Ela Bhatt


DOB: September 3, 1933

Birthplace: India

Ethnicity: Indian

Occupation: Business Woman & Philanthropist

Residence: India

Dina’s Thoughts
Before I and many others of my generation were even born, there was a diminutive woman in newly independent India already single handedly paving the way for women’s rights in a time when women were still second class citizens. In addition to working against humanity’s pervasive attitude towards women, Ela Bhatt had another huge obstacle- she was born in India, where the purpose of women’s lives was to serve their husband and bear children.

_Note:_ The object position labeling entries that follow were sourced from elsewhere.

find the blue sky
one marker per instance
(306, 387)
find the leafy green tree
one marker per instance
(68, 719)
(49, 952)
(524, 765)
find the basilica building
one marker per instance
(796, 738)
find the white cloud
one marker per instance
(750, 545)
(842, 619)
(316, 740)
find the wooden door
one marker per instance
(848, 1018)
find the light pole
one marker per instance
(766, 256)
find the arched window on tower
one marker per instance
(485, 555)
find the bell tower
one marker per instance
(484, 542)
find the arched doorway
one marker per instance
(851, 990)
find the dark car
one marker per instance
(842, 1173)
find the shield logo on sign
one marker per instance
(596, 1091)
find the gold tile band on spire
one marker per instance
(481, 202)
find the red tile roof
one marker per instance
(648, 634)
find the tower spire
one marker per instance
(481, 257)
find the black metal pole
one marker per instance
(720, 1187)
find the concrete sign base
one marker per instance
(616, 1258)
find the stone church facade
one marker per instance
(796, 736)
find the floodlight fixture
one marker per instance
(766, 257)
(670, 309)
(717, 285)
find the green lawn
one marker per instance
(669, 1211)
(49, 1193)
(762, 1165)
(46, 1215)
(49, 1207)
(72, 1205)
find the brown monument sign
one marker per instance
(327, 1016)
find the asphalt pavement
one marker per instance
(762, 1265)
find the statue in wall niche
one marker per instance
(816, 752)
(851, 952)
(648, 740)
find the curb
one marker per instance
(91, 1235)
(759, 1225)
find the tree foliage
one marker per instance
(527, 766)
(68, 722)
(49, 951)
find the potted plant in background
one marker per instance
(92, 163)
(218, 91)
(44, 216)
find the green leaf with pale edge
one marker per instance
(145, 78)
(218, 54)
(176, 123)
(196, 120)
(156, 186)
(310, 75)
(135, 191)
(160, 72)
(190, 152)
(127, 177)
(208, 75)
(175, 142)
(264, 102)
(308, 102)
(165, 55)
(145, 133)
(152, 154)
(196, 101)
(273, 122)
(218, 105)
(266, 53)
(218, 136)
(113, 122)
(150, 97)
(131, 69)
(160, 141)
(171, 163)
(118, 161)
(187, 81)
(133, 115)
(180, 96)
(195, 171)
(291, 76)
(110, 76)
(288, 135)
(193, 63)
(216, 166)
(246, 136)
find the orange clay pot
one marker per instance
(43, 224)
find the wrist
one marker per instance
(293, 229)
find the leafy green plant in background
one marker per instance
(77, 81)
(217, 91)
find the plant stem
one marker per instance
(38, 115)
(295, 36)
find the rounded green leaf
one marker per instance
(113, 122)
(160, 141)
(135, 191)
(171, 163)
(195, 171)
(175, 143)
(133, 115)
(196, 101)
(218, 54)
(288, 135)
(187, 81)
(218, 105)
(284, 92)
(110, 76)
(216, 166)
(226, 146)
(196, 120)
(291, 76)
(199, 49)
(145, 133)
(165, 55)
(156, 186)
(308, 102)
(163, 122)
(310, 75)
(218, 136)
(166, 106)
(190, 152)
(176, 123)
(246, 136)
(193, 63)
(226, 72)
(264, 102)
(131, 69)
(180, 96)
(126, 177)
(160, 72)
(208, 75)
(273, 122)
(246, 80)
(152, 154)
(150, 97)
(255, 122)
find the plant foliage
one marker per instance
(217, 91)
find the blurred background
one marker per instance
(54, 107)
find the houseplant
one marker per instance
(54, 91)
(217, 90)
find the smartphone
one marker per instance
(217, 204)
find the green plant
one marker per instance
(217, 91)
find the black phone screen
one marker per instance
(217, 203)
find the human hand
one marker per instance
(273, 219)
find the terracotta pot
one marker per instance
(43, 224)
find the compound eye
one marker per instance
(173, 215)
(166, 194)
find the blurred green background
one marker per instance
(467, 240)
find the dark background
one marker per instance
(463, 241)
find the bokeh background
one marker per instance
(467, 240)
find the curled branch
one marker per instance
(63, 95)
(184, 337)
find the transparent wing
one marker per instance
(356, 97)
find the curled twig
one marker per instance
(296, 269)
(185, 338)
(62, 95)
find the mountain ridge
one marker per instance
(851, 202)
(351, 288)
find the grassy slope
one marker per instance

Going against all the norms of her time and region, Bhatt educated herself and earned a Bachelor of Arts degree in English from Gujarat University followed by a degree in law from Sir L.A. Shah Law College. Influenced by Gandhi and likely from a pure desire to help women who were fighting just to survive the day to day, Bhatt went on to found and co-found organizations such as the Women’s Wing of the Textile Labor Association, Women’s World Banking (an organization that counsels numerous micro-lending institutions supporting women) and SEWA (Self Employed Women’s Association).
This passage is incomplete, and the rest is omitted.